Enfance, Chapitre n°1
Les deux enfants sont tranquillement assis à la table du salon. Ils s'attellent à confectionner des cartes de Noël pour toute leur famille, ainsi que pour les membres du conseil d'église dont fait partie leur mère. Sur la grande nappe sont éparpillés une trentaine de feuilles de couleurs différentes, des paillettes, de la colle, des autocollants, des rubans, des stylos multicolores et tout un tas d'autres choses utiles à leur bricolage.
Leurs parents, installés dans le canapé non loin, tentent tant bien que mal de suivre l'émission de télévision malgré les cris de joie et les rires de leurs enfants. Mais cela ne les dérange pas plus que ça, ils sont plutôt heureux de les voir s'amuser de la sorte.

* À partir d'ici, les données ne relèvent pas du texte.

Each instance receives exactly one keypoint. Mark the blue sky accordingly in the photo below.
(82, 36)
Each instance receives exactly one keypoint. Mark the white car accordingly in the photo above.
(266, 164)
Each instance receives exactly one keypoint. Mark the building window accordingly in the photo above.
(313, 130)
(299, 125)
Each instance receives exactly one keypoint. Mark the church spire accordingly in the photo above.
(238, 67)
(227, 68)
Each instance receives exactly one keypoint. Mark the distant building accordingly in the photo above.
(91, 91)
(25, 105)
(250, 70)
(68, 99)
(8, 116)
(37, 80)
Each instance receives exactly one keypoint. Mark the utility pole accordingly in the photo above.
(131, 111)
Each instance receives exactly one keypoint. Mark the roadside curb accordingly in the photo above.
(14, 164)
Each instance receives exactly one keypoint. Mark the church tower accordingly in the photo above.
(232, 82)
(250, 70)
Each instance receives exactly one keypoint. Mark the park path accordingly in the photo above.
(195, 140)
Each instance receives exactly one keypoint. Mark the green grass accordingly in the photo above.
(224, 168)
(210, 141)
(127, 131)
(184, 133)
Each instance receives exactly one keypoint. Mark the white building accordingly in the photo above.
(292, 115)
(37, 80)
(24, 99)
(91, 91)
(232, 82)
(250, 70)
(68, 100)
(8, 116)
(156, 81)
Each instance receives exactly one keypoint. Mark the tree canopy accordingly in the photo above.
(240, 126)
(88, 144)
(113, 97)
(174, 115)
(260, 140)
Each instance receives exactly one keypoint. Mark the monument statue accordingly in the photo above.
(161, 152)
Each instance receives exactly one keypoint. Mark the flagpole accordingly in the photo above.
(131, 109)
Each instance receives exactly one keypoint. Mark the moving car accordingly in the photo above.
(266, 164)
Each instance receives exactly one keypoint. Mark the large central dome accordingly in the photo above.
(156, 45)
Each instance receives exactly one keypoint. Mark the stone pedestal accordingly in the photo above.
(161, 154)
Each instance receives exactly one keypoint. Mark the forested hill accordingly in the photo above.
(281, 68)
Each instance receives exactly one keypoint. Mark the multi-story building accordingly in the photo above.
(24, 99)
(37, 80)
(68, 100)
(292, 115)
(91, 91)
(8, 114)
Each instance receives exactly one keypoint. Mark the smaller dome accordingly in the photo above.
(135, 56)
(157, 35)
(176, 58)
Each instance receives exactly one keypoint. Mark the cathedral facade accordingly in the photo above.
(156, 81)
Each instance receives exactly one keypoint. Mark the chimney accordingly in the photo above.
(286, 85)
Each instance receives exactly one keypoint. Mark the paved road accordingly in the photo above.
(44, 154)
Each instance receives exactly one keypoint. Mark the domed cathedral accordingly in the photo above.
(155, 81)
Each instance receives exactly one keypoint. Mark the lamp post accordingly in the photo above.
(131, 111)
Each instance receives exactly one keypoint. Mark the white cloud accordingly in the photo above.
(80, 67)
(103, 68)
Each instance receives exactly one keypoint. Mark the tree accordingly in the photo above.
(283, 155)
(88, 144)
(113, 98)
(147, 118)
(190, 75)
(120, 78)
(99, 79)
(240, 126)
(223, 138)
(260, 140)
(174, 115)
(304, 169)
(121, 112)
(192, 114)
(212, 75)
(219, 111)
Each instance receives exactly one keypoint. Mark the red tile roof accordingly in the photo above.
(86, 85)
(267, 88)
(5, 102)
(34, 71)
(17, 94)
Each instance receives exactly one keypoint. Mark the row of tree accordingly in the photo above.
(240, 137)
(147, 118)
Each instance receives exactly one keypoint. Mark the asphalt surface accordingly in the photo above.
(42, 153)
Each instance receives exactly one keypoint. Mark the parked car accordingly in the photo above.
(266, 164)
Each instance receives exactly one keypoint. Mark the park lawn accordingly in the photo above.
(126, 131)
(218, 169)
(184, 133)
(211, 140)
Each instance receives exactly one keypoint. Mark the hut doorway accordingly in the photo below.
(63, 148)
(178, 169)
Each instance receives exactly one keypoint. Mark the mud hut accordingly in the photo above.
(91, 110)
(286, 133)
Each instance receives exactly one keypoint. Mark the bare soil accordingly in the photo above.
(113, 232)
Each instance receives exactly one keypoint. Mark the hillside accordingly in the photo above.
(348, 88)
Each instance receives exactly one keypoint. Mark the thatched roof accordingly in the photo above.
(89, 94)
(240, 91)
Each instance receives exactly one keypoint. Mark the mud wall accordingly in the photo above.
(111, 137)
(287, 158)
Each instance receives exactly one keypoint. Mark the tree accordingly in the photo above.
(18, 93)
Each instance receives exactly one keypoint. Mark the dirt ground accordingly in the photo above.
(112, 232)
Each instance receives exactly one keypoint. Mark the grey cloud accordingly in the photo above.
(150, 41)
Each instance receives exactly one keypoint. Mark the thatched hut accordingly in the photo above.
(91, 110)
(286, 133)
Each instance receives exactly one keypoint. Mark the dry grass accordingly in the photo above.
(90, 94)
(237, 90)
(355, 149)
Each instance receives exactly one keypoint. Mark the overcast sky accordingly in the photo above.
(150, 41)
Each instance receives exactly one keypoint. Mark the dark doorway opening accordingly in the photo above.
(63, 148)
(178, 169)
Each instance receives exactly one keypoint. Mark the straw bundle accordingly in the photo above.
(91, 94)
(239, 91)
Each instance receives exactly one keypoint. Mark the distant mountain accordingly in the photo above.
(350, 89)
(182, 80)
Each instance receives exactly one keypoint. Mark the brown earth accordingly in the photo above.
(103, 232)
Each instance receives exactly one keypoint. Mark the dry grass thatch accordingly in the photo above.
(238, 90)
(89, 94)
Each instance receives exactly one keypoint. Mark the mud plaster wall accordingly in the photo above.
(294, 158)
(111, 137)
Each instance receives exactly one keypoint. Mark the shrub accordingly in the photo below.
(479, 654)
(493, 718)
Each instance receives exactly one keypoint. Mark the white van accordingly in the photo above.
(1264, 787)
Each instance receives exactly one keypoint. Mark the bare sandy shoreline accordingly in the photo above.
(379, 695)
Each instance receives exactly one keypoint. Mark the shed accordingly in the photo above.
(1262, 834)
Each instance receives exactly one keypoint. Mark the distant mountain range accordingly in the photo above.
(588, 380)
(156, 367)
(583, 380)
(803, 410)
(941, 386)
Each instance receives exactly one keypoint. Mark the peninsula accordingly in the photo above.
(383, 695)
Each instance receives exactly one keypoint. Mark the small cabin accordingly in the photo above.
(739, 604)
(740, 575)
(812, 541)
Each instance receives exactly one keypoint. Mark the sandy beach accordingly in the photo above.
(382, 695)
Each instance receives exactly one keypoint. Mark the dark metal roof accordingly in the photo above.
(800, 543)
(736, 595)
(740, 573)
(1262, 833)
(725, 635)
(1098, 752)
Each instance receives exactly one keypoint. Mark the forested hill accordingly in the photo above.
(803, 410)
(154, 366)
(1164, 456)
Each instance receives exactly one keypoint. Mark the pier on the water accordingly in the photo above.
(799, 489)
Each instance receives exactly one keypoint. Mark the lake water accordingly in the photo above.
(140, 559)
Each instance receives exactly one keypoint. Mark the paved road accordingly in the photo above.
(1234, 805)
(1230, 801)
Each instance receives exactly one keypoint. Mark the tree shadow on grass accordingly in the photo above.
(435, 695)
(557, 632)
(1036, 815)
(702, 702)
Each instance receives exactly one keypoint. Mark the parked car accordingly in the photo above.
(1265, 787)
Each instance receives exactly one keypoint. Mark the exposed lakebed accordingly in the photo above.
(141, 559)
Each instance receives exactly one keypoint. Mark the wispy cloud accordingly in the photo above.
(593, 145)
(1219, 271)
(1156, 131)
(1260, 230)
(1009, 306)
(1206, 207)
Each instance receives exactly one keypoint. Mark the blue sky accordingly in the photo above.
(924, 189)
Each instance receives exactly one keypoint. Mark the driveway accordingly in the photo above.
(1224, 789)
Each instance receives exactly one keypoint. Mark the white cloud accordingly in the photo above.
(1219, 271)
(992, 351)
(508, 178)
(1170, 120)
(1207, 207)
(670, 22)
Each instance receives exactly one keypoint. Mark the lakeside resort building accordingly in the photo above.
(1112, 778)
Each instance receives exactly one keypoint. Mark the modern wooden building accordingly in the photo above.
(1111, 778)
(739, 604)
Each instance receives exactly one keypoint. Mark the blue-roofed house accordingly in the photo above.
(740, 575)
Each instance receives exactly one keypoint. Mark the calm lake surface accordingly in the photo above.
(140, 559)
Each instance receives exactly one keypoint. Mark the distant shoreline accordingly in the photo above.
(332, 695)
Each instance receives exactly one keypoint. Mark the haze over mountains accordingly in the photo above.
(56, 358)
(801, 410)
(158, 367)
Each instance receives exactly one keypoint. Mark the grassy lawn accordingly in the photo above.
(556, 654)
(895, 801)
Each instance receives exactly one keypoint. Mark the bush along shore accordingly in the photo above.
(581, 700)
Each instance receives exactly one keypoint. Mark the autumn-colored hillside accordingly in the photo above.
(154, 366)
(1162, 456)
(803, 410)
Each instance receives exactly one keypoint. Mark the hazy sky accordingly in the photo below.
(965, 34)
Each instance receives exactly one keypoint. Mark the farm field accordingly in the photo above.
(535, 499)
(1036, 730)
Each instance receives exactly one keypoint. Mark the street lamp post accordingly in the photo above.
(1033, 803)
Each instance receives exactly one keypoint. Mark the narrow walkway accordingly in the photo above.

- J'en ai sept ! Et toi ? lance Jiho avec amusement.
- Moi j'en ai neuf ! s'empresse de lui répondre son ainé, avant de continuer, je peux voir les tiennes ?
- Oui bien sûr ! Tiens !
Répond le plus jeune en tendant sa petite pile de cartes à son frère, que celui-ci se dépêche de saisir, très curieux de voir ce que son Jiho a fait. Il sépare ensuite minutieusement les cartes en un petit éventail alors qu'un petit cri étonné et enjoué sort de sa bouche.
- C'est trop beau ! s'exclame-t-il avec joie, elles sont beaucoup plus belles que les miennes, continue-t-il, sincèrement émerveillé par le travail de son frère.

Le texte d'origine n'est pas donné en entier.